For a moment I think it’s my cooking but in reality, they feast on each
other.
We have a word for it,
snarkasm.
My boys are so fond of it, they could be professionals
and are self-described, “snarkastic.”
It’s a scary, possibly sinful blend of sarcasm and snark.
The oldest starts.
He calls the brother a name and then like dominos they fall into the one-upmanship that is snarkasm.
They pull it all out and lay it on the table.
Their dad and I can barely catch a breath defending this
one roaring and that one retorting.
Like mama used to say, “it’s all fun, until someone gets
hurt.” And they did. The jabs went a little too far and finally someone
bled. You see it in the silent tears. Stopping in the laughter; we all now sit
quiet.
Words can build cathedrals of hope and promise, but even
quicker they can destroy hearts and healthy esteem.
The daddy and I reel them in and ask they start building
each other back up. We want one thing
positive out of each mouth about at least one sibling. The snarkers fall silent.
The eldest takes charge and builds his compliment with
enough humor to almost drown it but still manages to float long enough to
please.
The next one goes and the next. But one, one lone soul at the table, the one
that had shed a few tears cannot muster a word. That is the power of words. If you fill a mind with enough negative, the
heart becomes mute.
The tribe sees this.
They rally around the now silent child.
They repair and recite all the positives they know and had chosen not to
say.
I get it.
I can find a hundred blessings in a single day if I
choose to look, but blindness often takes the first turn.

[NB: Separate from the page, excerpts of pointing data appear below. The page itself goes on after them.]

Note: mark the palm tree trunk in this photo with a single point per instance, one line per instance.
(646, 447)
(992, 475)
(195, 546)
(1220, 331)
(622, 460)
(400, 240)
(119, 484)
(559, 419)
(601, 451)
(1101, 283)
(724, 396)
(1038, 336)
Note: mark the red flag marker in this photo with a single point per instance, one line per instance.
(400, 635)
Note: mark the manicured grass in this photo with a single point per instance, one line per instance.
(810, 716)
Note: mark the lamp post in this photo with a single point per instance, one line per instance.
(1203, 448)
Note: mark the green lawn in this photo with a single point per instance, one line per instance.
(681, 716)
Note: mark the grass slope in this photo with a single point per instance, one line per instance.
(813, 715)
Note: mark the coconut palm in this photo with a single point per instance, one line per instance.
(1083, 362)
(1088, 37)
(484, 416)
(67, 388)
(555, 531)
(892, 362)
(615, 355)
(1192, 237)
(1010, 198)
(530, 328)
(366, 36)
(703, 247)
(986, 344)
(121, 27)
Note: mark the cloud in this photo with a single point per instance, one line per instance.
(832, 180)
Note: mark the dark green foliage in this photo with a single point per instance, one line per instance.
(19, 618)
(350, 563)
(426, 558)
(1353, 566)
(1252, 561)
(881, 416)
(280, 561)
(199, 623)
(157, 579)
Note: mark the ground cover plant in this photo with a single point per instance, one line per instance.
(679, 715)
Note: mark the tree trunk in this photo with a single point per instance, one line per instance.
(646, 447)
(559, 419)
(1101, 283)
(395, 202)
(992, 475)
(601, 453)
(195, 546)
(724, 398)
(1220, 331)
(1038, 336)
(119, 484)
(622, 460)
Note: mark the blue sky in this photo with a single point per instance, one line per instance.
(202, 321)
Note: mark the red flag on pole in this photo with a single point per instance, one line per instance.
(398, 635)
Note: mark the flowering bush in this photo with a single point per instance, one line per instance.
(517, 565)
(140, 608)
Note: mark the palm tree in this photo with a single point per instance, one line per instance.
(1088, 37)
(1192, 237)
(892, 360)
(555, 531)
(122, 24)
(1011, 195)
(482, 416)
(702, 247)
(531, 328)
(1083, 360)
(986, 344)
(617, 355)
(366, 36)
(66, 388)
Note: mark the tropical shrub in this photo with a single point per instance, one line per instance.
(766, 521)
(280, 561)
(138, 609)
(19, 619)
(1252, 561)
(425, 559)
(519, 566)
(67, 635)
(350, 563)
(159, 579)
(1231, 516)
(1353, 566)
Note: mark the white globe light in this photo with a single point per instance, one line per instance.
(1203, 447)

It is that one worry, that one irritating out of control
situation, the child that keeps me up at night, the one thing I can’t get done;
blind, deaf and dumb to all He has done; all He has said and all He has
promised.
Isn’t it these very things, these things that make us
feel small that should cause us to crave big, to forget the lack and remember
the fulfillment and the Fulfiller.
The One that allowed our lack or our doubt or our short gives
us the appetite for abundance.
We look into ourselves, when our focus should be our
Savior. We run for the gap;
I need to run to the gap filler. He fills and satisfies and overflows us with grace.